Idem avec le vers suivant qui me vint d'une seule voix et auquel un "Ôh" de temporisation me parut la chose à faire, par habitude. Même chose pour le dernier vers qui me vint lui aussi d'une seule voix. Je ne savais pas encore ce que voulait dire "archangerie" mais cela n'avait aucune importance, comme d'habitude. Ce n'est jamais moi qui au premier abord prends la décision, mes néologismes s'imposent de part mon processus de création, le reste a toujours fonctionné ensuite.

 

 

҉

 

 

 

Ô mes stances vigneronnes ~

Mes pupilles joyeusetés ~

Oui mes temples sauvages ~

Ôh ~
Oui mes soûles archangeries* ~

Toi sibylles à mon âme ~

 

 

 

 

Le "Toi" me parut s'imposer de lui même, sans aucune réflexion, je suis toujours en état d'écoute de mon silence, puis tout le vers me vint. Je ne savais pas pourquoi "sibylles" que j'évitais consciemment depuis longtemps voulut s'écrire mais soit, je continuai sans m'être encore relu.

 

 

҉

 

 

 

Ô mes stances vigneronnes ~

Mes pupilles joyeusetés ~

Oui mes temples sauvages ~

Ôh ~
Oui mes soûles archangeries* ~

Toi sibylles à mon âme ~

La tout astres blondeurs ~

Tout d'ombelles paradis ~

 

 

 

 

Le vers suivant s'imposa avec plus de concentration, et j'enchaînai pour un final avec le dernier dont je venais, suite à une petite pause d'écriture et la reprise de mon livre en cours de lecture, de découvrir et d'aimer le terme "ombelle". Dès lors, je décidai de tout relire en murmurant, trouvant ainsi les bons ralentissements de lecture (insistances) ou autres nuances de musicalité comme à l'habitude et là : catastrophe ! Toute la fin est a retravailler (ce qui n'est pas rare).

 

 

҉

 

 

 

Ô mes stances vigneronnes ~

Mes pupilles joyeusetés ~

Oui mes temples sauvages ~
Oui mes soûles archangeries* ~

Toi sibylles à l'encore ~

Prodigieuses d'à mon âme ~

La tout astres blondeurs ~

Tout d'ombelles paradis ~

 

 

 

 

Il me manquait un vers c'était sûr. "prodigieuse" s'imposa à moi comme un besoin : je rajoutai donc un vers que j'ajustai entre "âme" et un bon vieux "encore" de dépannage au premier abord.
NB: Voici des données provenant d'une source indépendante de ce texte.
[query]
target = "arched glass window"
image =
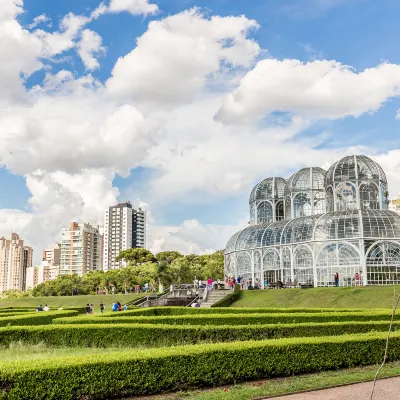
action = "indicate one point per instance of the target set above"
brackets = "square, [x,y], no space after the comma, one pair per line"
[369,196]
[264,212]
[286,257]
[279,213]
[288,207]
[346,196]
[230,265]
[253,213]
[244,265]
[319,203]
[302,205]
[340,258]
[330,205]
[303,266]
[272,266]
[383,263]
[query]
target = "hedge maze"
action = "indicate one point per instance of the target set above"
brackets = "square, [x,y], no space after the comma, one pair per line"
[154,350]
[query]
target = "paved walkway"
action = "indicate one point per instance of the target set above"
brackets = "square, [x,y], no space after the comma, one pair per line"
[385,389]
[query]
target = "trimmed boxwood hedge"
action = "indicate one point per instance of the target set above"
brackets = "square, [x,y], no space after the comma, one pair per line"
[166,311]
[136,372]
[233,319]
[37,318]
[127,335]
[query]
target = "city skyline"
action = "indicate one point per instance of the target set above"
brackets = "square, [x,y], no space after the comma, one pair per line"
[96,109]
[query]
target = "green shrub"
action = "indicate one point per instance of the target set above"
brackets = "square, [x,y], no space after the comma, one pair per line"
[138,372]
[38,318]
[165,311]
[127,335]
[233,319]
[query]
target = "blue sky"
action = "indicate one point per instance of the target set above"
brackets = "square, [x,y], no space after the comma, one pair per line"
[359,33]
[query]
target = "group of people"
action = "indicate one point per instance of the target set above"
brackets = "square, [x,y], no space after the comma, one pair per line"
[115,307]
[209,283]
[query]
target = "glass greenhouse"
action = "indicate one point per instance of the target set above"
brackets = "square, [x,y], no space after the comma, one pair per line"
[317,224]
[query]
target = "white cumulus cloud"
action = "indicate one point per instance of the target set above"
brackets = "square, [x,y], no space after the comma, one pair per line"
[319,89]
[174,58]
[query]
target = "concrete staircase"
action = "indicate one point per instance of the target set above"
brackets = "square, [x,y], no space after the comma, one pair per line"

Je relus et finalement le "Ôh" gâchait la rythmique : y en a plus ! Mais ça ne va toujours pas, la musique n'éveille pas assez mes couleurs : je cherche les fausses notes en me concentrant de plus en plus.

 

 

҉

 

 

 

Ô mes stances vigneronnes ~

Mes pupilles joyeusetés ~

Oui mes temples sauvages ~
Oui mes soûles archangeries* ~

Toi sibylles à l'encore ~

Prodigieuses d'à mon jour ~

Lui tout d'astres blondeurs ~

Tout d'ombelles paradis ~

 

 

 

 

Je finissais par trouver ! Il me fallait absolument remplacer "âme" ! Et il me fallut un moment pour entendre "jour" à sa place... Ensuite il me suffisait de corriger l'avant dernier vers et c'était bon ! Relecture agréable et sentiment de plénitude. Je vérifiai le nombre de pieds des vers qu'à aucun moment je n'avais compté : six partout c'était parfait ! En plus le poème possédait huit vers ! Et comme j'adore ce symbole d'infini... Quant à la rime elle est un bonus conscient mais jamais recherchée en elle-même.

 

(environ une heure pour la création de ce poème)

 

 

En conclusion je dirai ceci : je ne crois pas que des Victor Hugo aient jamais compté les pieds de leurs alexandrins (ce qui peut d'ailleurs expliquer les erreurs survenues), car personnellement c'est par la recherche de musicalité, et en état d'écoute de mon silence lors de mes créations que les six pieds m'apparurent comme des clés.